Chris Brown

Refactoring and parallelism expert

Chris Brown is a Senior Research Fellow at the University of St Andrews working in the area of Refactoring and Parallelism. Chris received his Ph.D. from the University of Kent in 2008 under the supervision of Simon Thompson, where he worked on the implementation of the HaRe refactoring tool for Haskell. Chris now works towards building radically new refactoring techniques and methodologies to exploit parallel skeleton and pattern applications in both the functional and imperative domains. Chris has published at major conferences in the field of functional programming, refactoring and parallelism.

Modern multicore systems offer huge computing potential. Exploiting large parallel systems is still a very challenging task, however, especially as many software developers still use overly-sequential programming models.
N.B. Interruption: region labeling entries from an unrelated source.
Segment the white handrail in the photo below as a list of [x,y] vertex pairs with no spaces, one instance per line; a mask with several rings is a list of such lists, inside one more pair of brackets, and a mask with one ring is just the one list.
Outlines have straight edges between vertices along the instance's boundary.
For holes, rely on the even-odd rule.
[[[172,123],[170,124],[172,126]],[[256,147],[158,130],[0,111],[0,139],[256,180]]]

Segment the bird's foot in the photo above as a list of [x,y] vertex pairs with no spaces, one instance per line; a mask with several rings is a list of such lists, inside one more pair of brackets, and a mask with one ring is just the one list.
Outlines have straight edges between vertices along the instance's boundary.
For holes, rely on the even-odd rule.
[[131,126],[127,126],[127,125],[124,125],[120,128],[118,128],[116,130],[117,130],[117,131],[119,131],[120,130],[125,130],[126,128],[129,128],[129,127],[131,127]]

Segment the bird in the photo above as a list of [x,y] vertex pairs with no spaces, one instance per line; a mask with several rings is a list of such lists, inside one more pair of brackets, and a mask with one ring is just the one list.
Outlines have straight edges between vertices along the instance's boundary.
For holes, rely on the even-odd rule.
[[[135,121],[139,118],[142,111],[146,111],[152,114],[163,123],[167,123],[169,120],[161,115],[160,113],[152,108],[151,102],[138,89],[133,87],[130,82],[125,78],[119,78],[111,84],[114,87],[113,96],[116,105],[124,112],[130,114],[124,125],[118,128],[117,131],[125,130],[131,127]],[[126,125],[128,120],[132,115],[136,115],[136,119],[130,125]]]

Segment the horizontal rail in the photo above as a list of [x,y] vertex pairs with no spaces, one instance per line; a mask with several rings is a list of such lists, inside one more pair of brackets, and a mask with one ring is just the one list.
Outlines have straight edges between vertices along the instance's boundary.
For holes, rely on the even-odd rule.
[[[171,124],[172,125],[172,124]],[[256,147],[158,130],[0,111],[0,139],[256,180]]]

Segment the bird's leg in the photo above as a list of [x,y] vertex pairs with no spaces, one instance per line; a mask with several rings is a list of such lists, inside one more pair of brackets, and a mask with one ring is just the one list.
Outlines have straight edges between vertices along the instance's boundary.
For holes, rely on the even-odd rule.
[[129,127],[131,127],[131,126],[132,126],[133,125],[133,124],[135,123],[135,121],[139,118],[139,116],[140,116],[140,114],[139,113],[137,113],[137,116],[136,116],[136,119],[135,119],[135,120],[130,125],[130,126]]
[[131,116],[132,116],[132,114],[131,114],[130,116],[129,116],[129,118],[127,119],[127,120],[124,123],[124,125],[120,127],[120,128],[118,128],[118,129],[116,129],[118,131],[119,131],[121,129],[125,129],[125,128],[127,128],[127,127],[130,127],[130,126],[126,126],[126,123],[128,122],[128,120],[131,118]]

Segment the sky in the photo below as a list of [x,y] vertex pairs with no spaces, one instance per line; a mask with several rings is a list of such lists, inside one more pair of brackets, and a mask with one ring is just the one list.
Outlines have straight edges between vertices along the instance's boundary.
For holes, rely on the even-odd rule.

In this talk, I will present a radical and novel approach to introducing and tuning parallelism for heterogeneous shared-memory systems (comprising a mixture of CPUs and GPUs), that combines algorithmic skeletons, machine-learning, and refactoring tool support. Specifically, I will show how to use skeletons to model the parallelism, machine learning to predict the optimal configuration and mapping and refactoring to introduce the parallelism into the application. Finally, I will demonstrate our tools on a number of applications, showing that we can easily obtain comparable results to hand-tuned optimised versions.